The researchers conclude that GATA-2 expression in developing genitourinary tissues must be governed by a regulatory DNA sequence a vast distance away from the GATA-2 gene itself.

"The latter surprise is going to be disturbing to the scientific community, because everybody thinks that you control genes with relatively small pieces of DNA located right next to the gene," Engel said. "As far as I know, these are clearly the most distant regulatory elements that have been identified in any structural gene. It's a further demonstration of why we need to map and sequence the entire genome if we hope to understand how these elements work."

Derangements of GATA-2 expression could underlie any of a wide range of human conditions. The researchers note that developmental abnormalities of the genitourinary system are estimated to affect 10 percent of the population, accounting for one-third of all congenital malformations and 40 percent of kidney diseases.

The researchers also note that the general approach of trying to replace a missing function in mice that have had a gene knocked out may reveal unknown functions of that gene at later developmental stages.

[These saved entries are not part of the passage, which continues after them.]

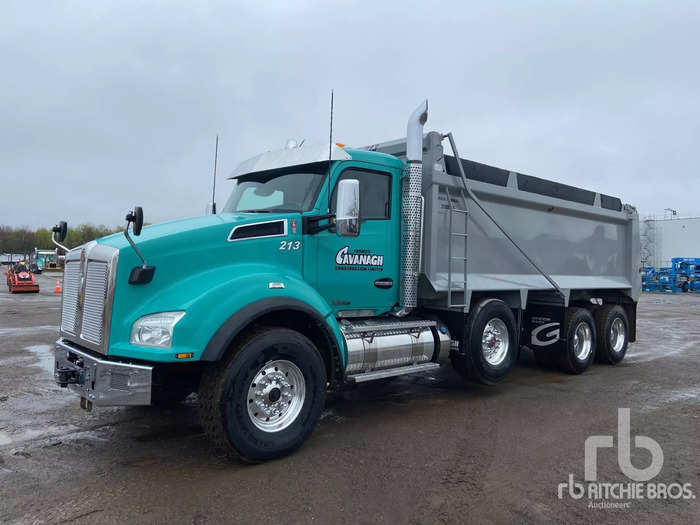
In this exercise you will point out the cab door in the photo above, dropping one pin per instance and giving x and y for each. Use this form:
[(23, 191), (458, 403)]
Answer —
[(360, 275)]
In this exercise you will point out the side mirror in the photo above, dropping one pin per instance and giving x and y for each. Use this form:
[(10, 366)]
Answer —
[(136, 217), (347, 214), (61, 230)]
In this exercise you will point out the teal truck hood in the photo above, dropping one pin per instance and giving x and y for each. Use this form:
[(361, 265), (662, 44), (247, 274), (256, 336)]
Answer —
[(192, 226), (200, 271)]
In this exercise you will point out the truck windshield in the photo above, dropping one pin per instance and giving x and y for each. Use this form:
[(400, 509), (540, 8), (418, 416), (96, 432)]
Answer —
[(274, 192)]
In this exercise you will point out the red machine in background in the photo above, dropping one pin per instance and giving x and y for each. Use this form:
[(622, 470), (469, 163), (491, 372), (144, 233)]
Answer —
[(20, 279)]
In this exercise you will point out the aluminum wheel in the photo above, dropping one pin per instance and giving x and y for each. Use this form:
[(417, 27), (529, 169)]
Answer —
[(495, 341), (276, 396), (583, 341), (618, 335)]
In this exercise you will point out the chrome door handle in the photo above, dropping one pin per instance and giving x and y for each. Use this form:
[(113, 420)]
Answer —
[(385, 282)]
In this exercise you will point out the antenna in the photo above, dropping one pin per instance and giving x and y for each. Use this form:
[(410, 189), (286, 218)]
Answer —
[(213, 190), (330, 153)]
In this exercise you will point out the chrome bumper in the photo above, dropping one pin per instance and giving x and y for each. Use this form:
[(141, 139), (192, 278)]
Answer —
[(100, 382)]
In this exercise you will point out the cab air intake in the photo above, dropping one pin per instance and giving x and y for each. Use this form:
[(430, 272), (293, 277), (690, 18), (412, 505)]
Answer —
[(411, 210)]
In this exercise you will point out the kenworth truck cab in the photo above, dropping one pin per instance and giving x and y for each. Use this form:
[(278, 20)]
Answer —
[(330, 266)]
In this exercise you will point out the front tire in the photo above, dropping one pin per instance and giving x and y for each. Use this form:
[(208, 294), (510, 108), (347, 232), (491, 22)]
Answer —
[(266, 398), (489, 348)]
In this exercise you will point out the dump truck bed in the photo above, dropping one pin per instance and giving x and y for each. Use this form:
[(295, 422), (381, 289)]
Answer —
[(584, 240)]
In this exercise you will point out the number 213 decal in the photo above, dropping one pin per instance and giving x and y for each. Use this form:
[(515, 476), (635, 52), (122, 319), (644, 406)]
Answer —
[(290, 245)]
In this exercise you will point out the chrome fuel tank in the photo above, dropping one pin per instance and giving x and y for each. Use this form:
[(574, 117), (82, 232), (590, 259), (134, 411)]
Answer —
[(375, 344)]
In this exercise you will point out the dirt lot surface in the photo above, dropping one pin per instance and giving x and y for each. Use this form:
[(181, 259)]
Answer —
[(419, 449)]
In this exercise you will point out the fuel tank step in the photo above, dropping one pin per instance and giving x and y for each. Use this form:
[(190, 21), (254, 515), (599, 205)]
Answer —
[(401, 370)]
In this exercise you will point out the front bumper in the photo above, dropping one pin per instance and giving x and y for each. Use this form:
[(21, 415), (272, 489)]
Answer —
[(101, 382)]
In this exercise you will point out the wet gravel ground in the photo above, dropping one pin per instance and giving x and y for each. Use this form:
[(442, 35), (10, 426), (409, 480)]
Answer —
[(420, 449)]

Other authors on the EMBO Journal paper include graduate student Yinghui Zhou and postdoctoral fellows Kim-Chew Lim and Ko Onodera, all of Northwestern; Stuart H. Orkin, Leland Fikes Professor of Pediatric Medicine, and postdoctoral researcher Fong-Ying Tsai of Harvard Medical School; and Masayuki Yamamoto, professor of molecular and developmental biology, and postdoctoral researchers Satoru Takahashi, Naoko Minegishi and Jun Ohta of the University of Tsukuba.

The research was funded by the National Institute of General Medical Sciences, one of the National Institutes of Health.